La ville, qui libère l’individu du poids de la communauté et du contrôle social, qui offre à chacun un espace de liberté et permet au citoyen de donner son avis sur tout, est aussi le lieu d’une certaine domination. Le citoyen devient usager, voire administré ou spectateur. Il est parfois consulté par des sondages ou ponctuellement mobilisé, mais il perd sa capacité d’action citoyenne. Le recours à des formes policées de participation, qui évacuent le face-à-face et la polémique, gomme les dimensions politiques de la participation.

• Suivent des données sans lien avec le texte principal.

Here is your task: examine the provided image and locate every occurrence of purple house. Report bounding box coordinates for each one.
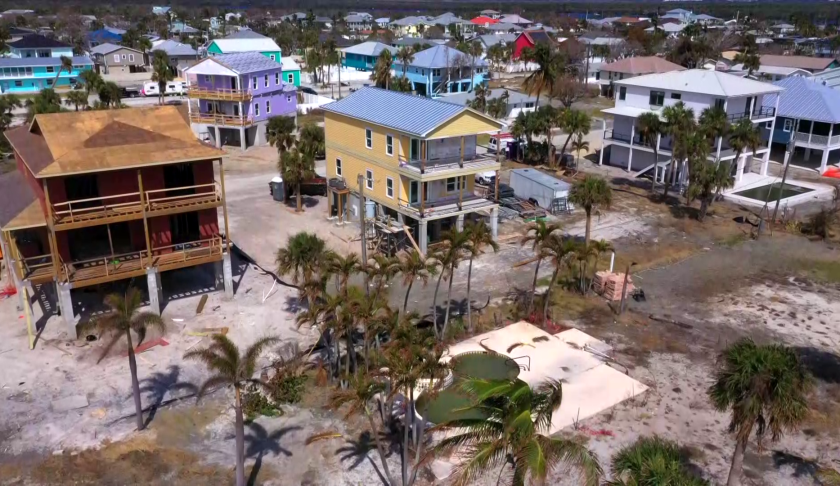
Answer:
[184,52,297,150]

Jacques Rancière, auteur de l’ouvrage « La mésentente » (Galilée, Paris, 1995) dénonce avec raison les excès « de la société contractuelle et du gouvernement de concertation ». Pour lui, la question est de permettre la prise de parole de ceux qu’on ne voit pas et qui n’ont pas de nom, et cette question n’est pas seulement celle de la difficulté d’articuler des langages différents : elle porte aussi sur les objets de débat pertinents, la construction de la parole, l’acceptation du conflit dans ce qu’il a de constructif.

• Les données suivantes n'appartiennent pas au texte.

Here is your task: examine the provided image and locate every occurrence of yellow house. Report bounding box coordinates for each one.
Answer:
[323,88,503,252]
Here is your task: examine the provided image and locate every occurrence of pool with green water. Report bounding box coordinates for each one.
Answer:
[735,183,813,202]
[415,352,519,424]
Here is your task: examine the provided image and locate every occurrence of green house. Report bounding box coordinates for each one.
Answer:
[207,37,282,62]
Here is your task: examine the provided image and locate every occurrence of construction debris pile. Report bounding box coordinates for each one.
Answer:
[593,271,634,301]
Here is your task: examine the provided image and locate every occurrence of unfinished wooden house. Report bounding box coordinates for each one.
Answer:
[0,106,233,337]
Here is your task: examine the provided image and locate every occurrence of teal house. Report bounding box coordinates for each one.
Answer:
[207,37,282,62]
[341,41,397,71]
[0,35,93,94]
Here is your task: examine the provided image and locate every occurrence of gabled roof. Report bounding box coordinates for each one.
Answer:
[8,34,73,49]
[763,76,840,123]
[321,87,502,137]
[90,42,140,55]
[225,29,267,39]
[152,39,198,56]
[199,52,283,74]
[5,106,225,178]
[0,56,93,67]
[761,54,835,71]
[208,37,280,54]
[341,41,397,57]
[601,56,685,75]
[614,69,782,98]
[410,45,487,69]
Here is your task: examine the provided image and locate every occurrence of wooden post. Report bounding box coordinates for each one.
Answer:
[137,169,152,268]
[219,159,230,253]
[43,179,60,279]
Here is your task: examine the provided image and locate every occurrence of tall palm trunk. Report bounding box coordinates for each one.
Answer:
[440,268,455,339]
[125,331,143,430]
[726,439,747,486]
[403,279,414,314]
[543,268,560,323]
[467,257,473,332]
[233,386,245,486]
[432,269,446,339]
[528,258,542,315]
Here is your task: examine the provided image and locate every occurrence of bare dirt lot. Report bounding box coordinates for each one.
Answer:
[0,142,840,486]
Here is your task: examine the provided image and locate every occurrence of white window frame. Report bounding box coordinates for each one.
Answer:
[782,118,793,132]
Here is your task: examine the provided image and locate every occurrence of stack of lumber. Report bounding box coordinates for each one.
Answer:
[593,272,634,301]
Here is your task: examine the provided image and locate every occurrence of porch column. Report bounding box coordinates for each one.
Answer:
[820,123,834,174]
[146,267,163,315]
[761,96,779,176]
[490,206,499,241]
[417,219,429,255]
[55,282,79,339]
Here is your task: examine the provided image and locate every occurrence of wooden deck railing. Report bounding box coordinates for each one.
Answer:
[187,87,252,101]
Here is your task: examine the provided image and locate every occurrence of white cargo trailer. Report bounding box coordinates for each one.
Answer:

Dérives de la « participation » et émergence de nouvelles pratiques

L’agir politique a besoin de lieux particuliers. Ce sont des lieux immatériels (scènes d’argumentation, espaces de dialogue…) dont l’émergence dépend fortement de lieux publics physiques : places, rues, marchés, scènes de spectacles, espaces de rencontres…) Ces lieux de rassemblement, de circulation et de frottement des différences, ces espaces libres que la cité offre à sa propre diversité, permettent au citoyen anonyme de prendre la parole quand on ne l’attend pas et de se construire en tant qu’acteur d’un jeu qui n’est pas joué d’avance, ce qui est bien différent de « donner son avis ».
Où sont aujourd’hui ces scènes de discussion, ces lieux d’échange et de débat où se définissent les règles du vivre ensemble ? Au nom de la participation des habitants ou de la concertation, elles sont souvent remplacées par des simulacres de démocratie, les citoyens étant invités à s’exprimer sur des détails, par exemple dans l’aménagement de lieux publics. De nouveaux modes d’ingénierie sociale, fortement subventionnés par les pouvoirs publics, s’appliquent trop souvent à techniciser une question fondamentalement politique, celle de la place des plus pauvres dans les systèmes de gestion et de décision des villes. Sous prétexte de faciliter l’échange, on évite la confrontation directe et on traduit les langages pour les rendre plus acceptables. Les « facilitateurs » confisquent même parfois la parole des exclus.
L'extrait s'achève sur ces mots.